Когда убирал руку от груди улыбающейся Жасмин, готов был поспорить, что мои щеки слились с цветом костюма алого бегуна.
— Не переживай, — снова икнула Кера, — все хорошо.
Стоило мне взглянуть в направлении столешницы, за которой не так давно стояли друзья, и улыбка тотчас сползла с лица.

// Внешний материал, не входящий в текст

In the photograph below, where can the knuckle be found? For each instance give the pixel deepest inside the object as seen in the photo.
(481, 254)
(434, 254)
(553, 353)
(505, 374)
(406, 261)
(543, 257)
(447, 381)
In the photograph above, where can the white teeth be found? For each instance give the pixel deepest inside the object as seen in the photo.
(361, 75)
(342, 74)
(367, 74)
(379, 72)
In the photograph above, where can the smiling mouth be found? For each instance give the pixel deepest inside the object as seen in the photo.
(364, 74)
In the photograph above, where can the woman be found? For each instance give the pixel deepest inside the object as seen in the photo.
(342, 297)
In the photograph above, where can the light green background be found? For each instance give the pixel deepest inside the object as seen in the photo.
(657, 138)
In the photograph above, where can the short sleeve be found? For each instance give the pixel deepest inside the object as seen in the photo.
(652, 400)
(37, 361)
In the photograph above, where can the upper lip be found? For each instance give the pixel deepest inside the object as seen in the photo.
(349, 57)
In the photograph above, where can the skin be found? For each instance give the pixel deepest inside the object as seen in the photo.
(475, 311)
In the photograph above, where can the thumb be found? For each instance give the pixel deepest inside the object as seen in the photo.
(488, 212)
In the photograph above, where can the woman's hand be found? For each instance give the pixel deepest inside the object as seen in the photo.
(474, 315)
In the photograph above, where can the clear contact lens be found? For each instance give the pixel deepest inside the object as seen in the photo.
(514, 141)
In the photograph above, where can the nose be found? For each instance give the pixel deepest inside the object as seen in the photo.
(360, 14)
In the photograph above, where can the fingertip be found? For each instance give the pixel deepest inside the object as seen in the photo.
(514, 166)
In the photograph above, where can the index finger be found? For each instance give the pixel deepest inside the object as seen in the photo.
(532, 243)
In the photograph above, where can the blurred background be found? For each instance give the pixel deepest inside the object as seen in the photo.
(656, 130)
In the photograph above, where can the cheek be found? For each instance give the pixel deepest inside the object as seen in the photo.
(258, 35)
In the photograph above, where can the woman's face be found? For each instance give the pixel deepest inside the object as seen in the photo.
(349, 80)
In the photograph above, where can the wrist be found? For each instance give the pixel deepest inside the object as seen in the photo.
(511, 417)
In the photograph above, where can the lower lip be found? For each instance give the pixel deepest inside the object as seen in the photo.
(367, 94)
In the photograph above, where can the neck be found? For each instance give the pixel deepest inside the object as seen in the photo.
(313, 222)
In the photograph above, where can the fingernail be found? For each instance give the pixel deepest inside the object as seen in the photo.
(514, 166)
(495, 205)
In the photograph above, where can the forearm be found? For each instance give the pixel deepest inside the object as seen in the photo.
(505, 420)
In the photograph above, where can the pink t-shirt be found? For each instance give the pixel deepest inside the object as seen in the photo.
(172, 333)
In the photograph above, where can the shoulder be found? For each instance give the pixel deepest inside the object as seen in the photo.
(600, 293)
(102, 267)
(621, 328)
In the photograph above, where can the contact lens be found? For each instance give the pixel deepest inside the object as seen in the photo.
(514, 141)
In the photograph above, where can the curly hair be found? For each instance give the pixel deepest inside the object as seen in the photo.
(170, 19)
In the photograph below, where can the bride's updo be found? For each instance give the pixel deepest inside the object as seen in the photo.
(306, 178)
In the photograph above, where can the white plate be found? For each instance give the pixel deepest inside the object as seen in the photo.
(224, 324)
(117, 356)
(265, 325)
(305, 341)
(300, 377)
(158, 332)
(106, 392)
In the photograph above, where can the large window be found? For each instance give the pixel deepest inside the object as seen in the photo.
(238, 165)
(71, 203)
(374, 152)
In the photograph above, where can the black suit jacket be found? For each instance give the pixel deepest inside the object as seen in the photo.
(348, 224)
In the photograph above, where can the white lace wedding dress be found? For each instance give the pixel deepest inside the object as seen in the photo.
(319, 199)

Я стоял в оцепенении и смотрел, как Этти — моя Этти! — целуется в засос с каким-то паскудным ведьмаком.
Гнев приказывал кулаку сжаться и проложить маршрут в направлении челюсти нахала, но разум противился. Я еле заставил себя закрыть глаза. Сердце сделало следующий удар, ноги начали двигаться, но возобновившаяся в голове боль не предвещала ничего хорошего. Мне нужен был воздух, и Кера последовала за мной на улицу.
— Что случилось? — приближался ко мне ее обеспокоенный голос.
Женская рука заскользила по спине.
— Мне нужно побыть одному, — резче, чем хотел, сказал я и проглотил таблетку от мигрени.
— Может, выпьешь? — Она осторожно протянула мне стаканчик.
Я опрокинул его одним махом и скривился от неожиданной резкости напитка. Комок в горле не пропал — он стал теплее. А спустя пару минут — не сказать, что мое состояние помогало уловить течение времени, — меня повело.
— Эта та кола, которую я нес?
— А? — икнула Кера, вылезая из кресла-мешка неподалеку от меня.
— Кола, — махнул я красным стаканчиком, который не имел больше четкой формы.
— Твоя разлилась. Эту мне дал Иисус. Ну, парень в костюме Иисуса.